I’m a conservative-Jewish teenager who graduated from a public high school in June and is now in first year at a small liberal arts college. I really love reading your blog! I realize that I’m not your typical reader , so I just wanted to tell you how I found this blog and why I find it so intriguing!
“I had just finished work for the summer at a day camp run by the local JCC. The staff varied in levels of observance from secular (didn’t even fast or go to shul on tisha b’av) to modern orthodox. The most observant girls wore skirts and t-shirts showing their elbows and the guys wore kippahs and sometimes tzitzit. The camp requires all staff to participate in co-ed swimming and dancing (the dancing doesn’t involve touching or holding hands, just cheesy songs like the Macarena).
Growing up in public school, I have had virtually no exposure to Orthodox Judaism. I do have an old friend who recently became a BT; after attempting (and failing!) to convince me that shaking hands with men will lead to sex, she begrudgingly gave me all of her old pairs of pants. My other extensive database of knowledge has come from cultural stereotypes (yes, I did hear the urban legend of the sheet with the hole when having sex!) and seeing the black hatters walking home from shul on Saturdays.

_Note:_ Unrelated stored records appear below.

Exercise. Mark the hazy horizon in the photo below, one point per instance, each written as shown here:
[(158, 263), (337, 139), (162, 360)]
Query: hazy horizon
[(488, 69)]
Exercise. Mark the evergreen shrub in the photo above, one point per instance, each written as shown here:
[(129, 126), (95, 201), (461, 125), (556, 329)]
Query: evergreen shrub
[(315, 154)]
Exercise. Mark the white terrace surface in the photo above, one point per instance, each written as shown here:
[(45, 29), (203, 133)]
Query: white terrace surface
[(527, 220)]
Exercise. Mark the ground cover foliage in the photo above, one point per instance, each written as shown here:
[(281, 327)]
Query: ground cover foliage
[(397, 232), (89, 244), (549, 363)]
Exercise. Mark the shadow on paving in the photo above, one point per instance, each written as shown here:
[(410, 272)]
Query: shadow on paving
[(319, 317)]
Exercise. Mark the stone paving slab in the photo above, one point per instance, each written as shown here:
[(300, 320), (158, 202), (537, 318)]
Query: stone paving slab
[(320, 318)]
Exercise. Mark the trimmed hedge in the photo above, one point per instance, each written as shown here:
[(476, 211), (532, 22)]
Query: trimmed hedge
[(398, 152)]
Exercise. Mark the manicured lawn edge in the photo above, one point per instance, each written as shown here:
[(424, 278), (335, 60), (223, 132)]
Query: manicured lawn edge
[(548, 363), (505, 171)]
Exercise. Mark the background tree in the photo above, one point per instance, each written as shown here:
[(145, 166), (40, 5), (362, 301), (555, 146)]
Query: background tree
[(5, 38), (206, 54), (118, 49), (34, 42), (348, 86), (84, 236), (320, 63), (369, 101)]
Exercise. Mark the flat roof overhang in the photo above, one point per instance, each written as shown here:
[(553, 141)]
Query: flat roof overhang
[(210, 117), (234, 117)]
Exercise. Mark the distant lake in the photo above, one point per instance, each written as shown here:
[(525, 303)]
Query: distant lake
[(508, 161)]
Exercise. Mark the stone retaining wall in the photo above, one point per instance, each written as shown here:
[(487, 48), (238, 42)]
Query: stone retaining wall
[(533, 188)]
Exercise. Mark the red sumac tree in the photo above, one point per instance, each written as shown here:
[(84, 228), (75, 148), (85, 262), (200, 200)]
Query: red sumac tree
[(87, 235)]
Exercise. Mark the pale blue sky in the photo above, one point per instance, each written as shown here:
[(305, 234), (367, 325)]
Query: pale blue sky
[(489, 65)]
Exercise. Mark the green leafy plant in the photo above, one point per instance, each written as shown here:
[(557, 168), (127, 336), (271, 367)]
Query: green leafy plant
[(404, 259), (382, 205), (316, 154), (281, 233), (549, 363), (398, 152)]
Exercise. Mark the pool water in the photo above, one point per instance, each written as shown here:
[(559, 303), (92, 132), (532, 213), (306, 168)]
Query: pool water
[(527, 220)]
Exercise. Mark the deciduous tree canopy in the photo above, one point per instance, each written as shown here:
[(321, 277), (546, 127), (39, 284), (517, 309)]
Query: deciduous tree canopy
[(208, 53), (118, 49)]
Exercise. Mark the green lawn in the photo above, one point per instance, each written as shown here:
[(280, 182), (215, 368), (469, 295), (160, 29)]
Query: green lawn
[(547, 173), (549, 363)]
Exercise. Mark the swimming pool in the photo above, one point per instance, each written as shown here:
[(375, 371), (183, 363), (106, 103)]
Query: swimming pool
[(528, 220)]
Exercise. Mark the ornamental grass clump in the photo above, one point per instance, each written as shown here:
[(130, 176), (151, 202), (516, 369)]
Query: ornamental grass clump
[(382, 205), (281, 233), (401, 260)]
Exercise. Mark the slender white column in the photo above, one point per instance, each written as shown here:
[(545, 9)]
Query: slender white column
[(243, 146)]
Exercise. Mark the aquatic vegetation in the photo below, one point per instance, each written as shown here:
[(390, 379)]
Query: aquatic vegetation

After a long week of learning about safety, arts and crafts and ways to entertain four year olds, everyone was anxious to find out who they would be working with for the next two months. It was decided; one yarmulke-and-sometimes-tzizit-doting yeshiva high school bochur and another short-shorts-and-boy-hugging public school girl would be the staff for cabin three.
Efraim was amazing with kids, artsy, funny, compassionate and an all around great guy. In between applying sunscreen and playing duck duck goose, we would swap stories of Thursday night mishmar at his all boys yeshiva high school and the Christmas assembly at the public school I had attended. I was seriously fascinated by this whole world of kosher tupperware (his daily cream cheese bagel came in a container marked “milk”) and minor fast days whose existence I was not previously aware of. I started to google things like Bnei Akiva, the 17th of Tammuz and kashrut.

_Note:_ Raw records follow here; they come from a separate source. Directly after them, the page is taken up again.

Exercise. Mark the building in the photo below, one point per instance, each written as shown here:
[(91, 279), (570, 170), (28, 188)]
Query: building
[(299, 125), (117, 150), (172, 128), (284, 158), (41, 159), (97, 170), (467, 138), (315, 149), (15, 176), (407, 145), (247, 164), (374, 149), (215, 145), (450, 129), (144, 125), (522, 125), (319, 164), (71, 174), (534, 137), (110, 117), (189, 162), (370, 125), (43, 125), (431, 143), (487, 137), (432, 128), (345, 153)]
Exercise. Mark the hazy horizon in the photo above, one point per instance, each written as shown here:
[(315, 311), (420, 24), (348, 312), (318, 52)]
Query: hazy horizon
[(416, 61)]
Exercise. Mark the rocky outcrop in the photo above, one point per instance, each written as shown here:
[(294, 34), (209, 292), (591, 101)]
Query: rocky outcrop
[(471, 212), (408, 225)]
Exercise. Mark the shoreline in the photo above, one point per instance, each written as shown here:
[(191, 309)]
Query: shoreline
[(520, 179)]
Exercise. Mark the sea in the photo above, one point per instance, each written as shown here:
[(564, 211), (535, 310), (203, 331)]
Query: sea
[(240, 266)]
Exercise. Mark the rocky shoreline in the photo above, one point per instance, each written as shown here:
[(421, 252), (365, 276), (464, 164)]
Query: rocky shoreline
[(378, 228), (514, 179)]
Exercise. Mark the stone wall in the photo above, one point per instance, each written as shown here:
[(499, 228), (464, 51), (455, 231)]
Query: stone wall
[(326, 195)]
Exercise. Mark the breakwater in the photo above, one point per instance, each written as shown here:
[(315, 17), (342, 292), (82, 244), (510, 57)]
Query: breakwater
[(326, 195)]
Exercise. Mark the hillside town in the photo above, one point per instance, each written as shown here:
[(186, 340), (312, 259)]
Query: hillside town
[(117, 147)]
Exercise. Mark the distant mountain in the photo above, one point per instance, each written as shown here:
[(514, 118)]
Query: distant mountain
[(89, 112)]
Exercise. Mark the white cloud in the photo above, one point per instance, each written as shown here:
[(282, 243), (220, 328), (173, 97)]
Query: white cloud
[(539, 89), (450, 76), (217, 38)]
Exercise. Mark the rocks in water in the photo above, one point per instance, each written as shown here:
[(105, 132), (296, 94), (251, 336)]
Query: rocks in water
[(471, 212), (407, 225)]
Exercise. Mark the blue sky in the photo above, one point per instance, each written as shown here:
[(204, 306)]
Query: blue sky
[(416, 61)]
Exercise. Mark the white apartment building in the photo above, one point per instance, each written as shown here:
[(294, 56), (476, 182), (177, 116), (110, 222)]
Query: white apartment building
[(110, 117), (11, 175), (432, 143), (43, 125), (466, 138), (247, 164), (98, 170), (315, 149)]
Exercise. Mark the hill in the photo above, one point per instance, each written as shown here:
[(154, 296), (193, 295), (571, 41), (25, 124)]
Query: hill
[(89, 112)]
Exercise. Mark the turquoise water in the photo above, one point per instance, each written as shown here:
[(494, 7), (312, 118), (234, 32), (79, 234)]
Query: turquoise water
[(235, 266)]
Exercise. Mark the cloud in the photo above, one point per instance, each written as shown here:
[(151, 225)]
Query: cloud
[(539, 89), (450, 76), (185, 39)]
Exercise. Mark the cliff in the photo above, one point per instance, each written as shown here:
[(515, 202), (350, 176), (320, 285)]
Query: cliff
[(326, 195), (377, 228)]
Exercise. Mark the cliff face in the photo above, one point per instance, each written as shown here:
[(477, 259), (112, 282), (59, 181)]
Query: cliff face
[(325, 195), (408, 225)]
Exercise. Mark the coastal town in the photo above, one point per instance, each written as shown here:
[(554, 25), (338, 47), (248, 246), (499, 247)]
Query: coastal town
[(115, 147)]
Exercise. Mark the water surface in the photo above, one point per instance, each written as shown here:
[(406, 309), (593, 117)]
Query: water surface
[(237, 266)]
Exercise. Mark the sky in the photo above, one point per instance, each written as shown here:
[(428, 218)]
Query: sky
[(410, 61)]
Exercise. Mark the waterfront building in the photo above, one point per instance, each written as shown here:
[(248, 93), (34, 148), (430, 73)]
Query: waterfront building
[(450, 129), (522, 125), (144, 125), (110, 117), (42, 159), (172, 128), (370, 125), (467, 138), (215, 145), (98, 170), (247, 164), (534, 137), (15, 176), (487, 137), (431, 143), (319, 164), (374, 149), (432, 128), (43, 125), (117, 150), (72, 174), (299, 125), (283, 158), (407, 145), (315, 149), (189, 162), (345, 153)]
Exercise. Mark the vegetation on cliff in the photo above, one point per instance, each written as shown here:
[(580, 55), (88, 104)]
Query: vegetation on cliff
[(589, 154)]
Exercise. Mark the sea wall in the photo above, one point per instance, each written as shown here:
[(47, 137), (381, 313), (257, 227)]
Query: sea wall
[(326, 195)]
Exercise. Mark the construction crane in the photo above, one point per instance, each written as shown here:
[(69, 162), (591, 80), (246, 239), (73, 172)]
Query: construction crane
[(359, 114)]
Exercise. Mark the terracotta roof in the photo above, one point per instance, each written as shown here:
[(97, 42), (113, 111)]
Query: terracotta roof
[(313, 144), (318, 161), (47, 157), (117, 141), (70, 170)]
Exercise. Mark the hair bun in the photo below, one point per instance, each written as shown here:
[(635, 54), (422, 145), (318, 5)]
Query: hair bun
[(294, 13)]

In short, I was interested in this guy. Not in a sexual way, I just wanted to know what it was like to live his life. It was sheer curiosity. I wanted to experience what a shabbat was like in his neighbourhood; I wanted to sit in on one of his talmud or gemara classes. I had strange dreams about running into him walking home from shul on shabbos or getting invited to his house for Friday night dinner. I wanted to go to a wedding with a mechitza and no mixed dancing; I wanted to know why mixed dancing was bad. So I looked it up.

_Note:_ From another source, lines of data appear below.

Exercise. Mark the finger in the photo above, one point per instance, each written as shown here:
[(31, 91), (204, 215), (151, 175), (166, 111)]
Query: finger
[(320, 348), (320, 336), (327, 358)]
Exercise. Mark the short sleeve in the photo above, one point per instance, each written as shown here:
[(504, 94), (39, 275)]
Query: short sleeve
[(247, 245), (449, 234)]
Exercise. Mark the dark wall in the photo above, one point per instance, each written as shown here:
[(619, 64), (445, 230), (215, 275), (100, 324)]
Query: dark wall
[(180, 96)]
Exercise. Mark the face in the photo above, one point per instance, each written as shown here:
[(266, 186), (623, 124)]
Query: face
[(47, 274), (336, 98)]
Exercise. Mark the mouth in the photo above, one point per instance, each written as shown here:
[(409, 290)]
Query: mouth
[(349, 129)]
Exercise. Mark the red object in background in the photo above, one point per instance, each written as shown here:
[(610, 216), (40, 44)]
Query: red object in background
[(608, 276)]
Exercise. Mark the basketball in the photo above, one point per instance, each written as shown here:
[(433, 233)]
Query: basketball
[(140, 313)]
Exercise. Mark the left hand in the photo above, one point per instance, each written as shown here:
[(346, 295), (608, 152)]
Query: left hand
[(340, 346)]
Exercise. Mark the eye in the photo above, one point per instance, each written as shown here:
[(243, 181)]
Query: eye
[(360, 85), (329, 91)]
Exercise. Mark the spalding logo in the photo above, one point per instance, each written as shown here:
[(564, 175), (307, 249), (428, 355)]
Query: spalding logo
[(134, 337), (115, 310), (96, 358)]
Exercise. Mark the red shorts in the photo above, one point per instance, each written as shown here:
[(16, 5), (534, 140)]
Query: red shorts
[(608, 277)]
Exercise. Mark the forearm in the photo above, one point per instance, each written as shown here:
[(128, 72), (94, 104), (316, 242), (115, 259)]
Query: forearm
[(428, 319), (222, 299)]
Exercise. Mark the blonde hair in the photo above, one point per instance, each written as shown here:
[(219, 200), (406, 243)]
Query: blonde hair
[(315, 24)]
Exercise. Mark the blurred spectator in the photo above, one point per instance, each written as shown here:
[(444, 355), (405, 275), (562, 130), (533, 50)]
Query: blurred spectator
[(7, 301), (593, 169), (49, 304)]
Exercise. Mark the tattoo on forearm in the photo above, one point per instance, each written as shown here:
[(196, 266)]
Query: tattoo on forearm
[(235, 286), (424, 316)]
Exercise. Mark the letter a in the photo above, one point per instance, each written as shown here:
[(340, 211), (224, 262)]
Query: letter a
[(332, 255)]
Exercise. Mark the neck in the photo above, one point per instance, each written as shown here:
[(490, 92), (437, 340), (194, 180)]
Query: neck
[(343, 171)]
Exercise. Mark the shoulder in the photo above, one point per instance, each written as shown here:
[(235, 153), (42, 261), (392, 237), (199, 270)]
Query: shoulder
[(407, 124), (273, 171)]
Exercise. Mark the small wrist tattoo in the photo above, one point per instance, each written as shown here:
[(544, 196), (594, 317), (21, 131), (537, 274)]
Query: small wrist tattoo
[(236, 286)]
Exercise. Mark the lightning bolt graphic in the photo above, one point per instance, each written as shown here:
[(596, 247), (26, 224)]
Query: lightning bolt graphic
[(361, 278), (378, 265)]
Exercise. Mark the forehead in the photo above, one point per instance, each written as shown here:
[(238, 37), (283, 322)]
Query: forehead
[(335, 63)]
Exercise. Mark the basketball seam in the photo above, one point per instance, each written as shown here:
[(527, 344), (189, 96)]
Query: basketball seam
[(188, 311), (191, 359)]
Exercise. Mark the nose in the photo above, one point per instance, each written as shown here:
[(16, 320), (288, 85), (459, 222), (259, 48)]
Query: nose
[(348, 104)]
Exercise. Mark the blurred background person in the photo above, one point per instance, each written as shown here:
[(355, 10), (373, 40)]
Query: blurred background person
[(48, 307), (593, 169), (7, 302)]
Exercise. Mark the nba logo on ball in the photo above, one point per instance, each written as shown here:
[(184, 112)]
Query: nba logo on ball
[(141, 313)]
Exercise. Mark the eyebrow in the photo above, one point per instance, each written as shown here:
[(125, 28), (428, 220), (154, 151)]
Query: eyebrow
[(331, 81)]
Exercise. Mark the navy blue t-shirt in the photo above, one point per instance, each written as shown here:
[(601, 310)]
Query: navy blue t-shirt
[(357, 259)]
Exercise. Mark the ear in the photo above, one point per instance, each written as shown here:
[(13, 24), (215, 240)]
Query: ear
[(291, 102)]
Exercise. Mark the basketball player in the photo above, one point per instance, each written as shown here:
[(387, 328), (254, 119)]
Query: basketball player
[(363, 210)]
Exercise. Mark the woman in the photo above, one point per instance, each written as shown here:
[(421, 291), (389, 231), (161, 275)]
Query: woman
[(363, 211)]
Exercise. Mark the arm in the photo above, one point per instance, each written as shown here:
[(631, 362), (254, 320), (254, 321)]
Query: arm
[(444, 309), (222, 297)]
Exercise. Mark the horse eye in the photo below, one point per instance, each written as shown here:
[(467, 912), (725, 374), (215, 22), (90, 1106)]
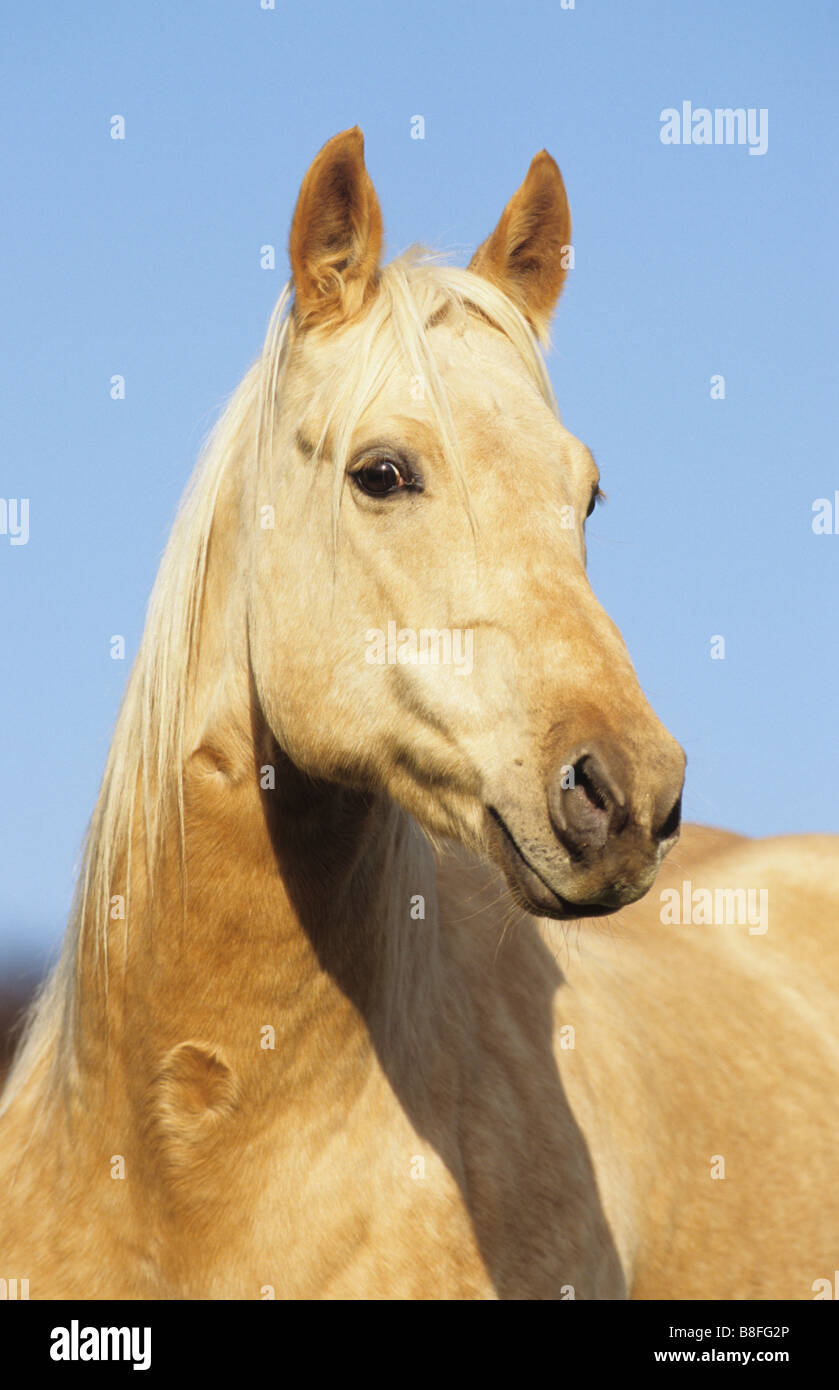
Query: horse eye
[(378, 477)]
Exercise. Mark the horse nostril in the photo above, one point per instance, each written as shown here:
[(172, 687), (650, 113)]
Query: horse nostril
[(673, 822), (582, 802)]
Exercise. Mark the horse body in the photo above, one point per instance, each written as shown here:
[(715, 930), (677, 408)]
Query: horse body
[(292, 1048)]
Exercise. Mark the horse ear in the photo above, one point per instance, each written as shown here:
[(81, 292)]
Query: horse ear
[(525, 255), (336, 234)]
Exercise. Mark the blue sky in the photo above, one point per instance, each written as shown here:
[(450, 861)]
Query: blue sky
[(142, 257)]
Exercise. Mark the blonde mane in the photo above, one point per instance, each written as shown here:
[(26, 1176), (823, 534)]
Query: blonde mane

I found out about many Jewish laws, about the shulchan aruch and about halakha. I read about the laws of negiah, the three weeks and the importance of not committing a chilul hashem. I learned that it’s impossible to agree with every rabbi, as they all have their own opinions and would answer questions differently. How does one strike a balance between the secular world and jewish values, for example shaking hands and keeping negiah? Well, I learnt that there is no right answer to that question. What captivated me the most was wondering where Efraim stood on these issues. I didn’t ask him. I still don’t understand why I find this stuff so interesting, and I thought he would find it strange.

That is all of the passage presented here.